Il part seul pendant un mois sur l’île Sainte-Marie pour participer à l’observation des mammifères marins, aux relevés scientifiques, à la sensibilisation des touristes et des Malgaches à leur protection. Il y retournera comme bénévole un an plus tard. En novembre 2017, étudiant à Centrale Nantes, il crée avec deux amis l’association Together for Earth, pour « promouvoir au sein de l’école l’écologie, qui était encore très stigmatisée. »« Formés dans les écoles d’ingénieurs à avoir confiance dans la science, nous lisions des articles scientifiques qui tous disaient que continuer dans cette trajectoire nous mène droit dans le mur, explique-t-il. Nous sommes passés des écogestes, comme le tri des déchets, à une écologie plus systémique. »
Ce changement de regard a des répercussions sur ses relations avec ses parents : « Nous étions en désaccord total aussi bien sur le rapport au travail, les moyens de déplacement, l’alimentation que sur la réalité de l’urgence écologique. Je n’en pouvais plus de devoir constamment me justifier de ne pas vouloir de voiture, de manger peu de viande, etc. » En septembre 2019, au début d’une année de césure, il décide de réaliser un film qui lui permettrait de s’adresser à la génération de ses parents et de témoigner d’une tendance qui progresse.

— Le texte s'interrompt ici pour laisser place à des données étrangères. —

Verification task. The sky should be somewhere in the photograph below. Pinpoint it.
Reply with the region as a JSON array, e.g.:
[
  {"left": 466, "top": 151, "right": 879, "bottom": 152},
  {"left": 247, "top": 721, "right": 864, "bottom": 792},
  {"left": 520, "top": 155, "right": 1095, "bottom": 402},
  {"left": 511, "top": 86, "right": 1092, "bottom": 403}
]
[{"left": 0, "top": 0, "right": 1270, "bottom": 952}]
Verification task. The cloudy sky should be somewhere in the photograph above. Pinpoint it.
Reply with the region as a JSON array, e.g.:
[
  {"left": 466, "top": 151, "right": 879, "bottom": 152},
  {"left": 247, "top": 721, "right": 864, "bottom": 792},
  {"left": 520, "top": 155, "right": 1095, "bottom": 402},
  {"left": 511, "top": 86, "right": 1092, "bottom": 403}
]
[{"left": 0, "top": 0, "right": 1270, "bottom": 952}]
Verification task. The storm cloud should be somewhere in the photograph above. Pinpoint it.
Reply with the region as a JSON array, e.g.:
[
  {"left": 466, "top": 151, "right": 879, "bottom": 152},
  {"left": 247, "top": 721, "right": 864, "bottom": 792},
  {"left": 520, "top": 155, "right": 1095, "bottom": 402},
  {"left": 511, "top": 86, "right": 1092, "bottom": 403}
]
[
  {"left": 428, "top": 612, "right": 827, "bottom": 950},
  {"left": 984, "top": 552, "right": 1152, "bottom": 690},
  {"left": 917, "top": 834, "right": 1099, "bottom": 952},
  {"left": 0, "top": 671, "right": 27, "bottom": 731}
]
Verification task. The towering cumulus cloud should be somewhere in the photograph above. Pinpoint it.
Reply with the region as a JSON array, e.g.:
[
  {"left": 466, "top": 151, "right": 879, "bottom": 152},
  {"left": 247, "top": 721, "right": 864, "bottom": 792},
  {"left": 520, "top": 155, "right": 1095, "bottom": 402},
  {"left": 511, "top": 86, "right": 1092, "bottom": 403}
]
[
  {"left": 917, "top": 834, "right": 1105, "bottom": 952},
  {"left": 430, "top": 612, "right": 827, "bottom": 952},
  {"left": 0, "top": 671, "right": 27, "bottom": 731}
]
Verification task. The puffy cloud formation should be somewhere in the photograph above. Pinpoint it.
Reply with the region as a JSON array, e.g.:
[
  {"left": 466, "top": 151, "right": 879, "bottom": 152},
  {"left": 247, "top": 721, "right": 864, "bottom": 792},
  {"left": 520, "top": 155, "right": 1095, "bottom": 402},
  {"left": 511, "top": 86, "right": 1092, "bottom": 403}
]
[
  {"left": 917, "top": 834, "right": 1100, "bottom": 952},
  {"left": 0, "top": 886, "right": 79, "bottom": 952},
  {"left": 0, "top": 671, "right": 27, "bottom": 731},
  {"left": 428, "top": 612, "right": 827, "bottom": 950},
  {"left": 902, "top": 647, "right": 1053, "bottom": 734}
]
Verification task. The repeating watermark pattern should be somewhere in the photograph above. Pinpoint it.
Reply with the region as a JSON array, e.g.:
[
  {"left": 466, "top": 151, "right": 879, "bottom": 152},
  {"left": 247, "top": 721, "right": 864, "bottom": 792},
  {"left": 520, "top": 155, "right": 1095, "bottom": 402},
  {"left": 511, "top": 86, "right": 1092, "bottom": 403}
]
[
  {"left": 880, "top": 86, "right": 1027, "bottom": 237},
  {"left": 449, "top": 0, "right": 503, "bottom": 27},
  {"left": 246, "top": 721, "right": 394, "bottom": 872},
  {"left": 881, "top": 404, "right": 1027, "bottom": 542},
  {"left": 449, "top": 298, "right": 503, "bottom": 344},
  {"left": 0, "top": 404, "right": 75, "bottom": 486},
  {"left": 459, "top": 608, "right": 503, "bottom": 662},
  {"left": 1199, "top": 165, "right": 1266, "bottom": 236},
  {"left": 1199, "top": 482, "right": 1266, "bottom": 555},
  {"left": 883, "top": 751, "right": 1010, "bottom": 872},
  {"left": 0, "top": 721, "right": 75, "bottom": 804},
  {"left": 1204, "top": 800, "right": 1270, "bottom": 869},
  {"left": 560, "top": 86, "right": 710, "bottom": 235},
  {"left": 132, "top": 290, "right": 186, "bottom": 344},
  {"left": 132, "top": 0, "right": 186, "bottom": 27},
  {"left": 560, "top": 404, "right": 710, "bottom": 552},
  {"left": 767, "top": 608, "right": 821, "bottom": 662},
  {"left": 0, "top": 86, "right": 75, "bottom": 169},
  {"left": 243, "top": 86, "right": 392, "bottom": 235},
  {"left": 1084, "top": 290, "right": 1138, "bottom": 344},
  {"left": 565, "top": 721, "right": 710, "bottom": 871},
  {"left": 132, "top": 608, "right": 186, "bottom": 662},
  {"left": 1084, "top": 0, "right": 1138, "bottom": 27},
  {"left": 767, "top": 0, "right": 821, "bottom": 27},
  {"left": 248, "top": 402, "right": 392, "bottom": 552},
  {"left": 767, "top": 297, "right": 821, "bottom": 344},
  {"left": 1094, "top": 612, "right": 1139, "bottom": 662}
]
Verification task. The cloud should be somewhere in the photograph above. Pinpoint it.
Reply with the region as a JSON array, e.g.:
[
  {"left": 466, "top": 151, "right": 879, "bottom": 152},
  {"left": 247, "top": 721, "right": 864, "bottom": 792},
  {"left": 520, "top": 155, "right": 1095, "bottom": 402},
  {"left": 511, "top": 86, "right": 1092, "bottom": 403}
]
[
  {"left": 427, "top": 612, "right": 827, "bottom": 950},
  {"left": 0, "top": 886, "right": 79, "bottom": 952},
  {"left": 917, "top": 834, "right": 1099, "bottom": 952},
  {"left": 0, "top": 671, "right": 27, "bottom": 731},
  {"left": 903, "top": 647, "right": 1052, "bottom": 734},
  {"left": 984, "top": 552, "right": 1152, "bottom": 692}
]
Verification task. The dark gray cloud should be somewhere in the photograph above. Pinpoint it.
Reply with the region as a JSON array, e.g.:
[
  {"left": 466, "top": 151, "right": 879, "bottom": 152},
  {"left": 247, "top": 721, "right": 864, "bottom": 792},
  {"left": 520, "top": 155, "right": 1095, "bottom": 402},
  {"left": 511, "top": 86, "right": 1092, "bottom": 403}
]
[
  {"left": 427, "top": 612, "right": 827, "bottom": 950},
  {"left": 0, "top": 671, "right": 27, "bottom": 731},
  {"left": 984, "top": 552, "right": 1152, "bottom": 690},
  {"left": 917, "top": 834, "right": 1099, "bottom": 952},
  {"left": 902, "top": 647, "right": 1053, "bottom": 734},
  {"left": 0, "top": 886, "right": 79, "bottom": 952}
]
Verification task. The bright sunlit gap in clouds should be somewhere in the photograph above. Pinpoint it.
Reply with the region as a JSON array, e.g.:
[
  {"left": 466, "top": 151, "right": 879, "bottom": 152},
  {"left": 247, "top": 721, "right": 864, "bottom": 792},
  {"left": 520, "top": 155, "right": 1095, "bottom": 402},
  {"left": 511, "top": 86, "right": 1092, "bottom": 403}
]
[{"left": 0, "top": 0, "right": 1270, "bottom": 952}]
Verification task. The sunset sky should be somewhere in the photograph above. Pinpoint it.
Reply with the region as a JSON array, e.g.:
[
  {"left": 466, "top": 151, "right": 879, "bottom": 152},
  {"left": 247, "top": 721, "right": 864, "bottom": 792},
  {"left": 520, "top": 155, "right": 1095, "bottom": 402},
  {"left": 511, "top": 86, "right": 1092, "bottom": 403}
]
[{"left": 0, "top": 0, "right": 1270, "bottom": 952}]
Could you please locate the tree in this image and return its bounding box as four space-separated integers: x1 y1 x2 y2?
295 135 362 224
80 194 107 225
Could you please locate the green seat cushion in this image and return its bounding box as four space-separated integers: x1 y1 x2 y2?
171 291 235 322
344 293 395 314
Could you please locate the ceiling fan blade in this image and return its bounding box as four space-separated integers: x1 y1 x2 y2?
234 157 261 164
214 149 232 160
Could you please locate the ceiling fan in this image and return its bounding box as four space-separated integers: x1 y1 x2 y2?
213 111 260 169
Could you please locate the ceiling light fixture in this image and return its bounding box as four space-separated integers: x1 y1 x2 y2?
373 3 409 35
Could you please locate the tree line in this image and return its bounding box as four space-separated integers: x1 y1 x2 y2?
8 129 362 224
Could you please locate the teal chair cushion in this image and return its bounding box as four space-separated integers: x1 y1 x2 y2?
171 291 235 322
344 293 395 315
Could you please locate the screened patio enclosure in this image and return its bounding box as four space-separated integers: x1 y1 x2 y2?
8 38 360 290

Celle du Manifeste étudiant pour un réveil écologique, lancé en septembre 2018 et signé depuis par plus de 32 000 étudiants qui affirment leur « détermination à changer un système économique en lequel nous ne croyons plus ».
Le 30 novembre de la même année, Clément Choisne, étudiant de Centrale Nantes, prononce un discours de remise des diplômes dans lequel il dit son refus de devenir « un rouage essentiel d’un système capitaliste de surconsommation ». Plus d’un million de personnes regarderont la vidéo en quelques jours.
Arthur Gosset rend compte de ce mouvement en suivant six jeunes en rupture. Il éclaire la pression qu’ils exercent sur les grandes écoles pour une transformation des enseignements, leur recherche de débouchés professionnels sans impact environnemental, les formes de leurs engagements militants, etc. Le cinéaste débutant prend sa place dans cette narration très maîtrisée, ce qui donne plus de poids encore à son film, portrait de groupe aussi émouvant qu’enthousiasmant.
Ce documentaire lui a permis de renouer un dialogue riche avec ses parents. Il l’a réalisé « non pas comme une critique du modèle dont on s’écarte, mais comme une mise en lumière de l’équilibre trouvé par des jeunes qui ont voulu une place dans la société plus juste écologiquement et socialement ».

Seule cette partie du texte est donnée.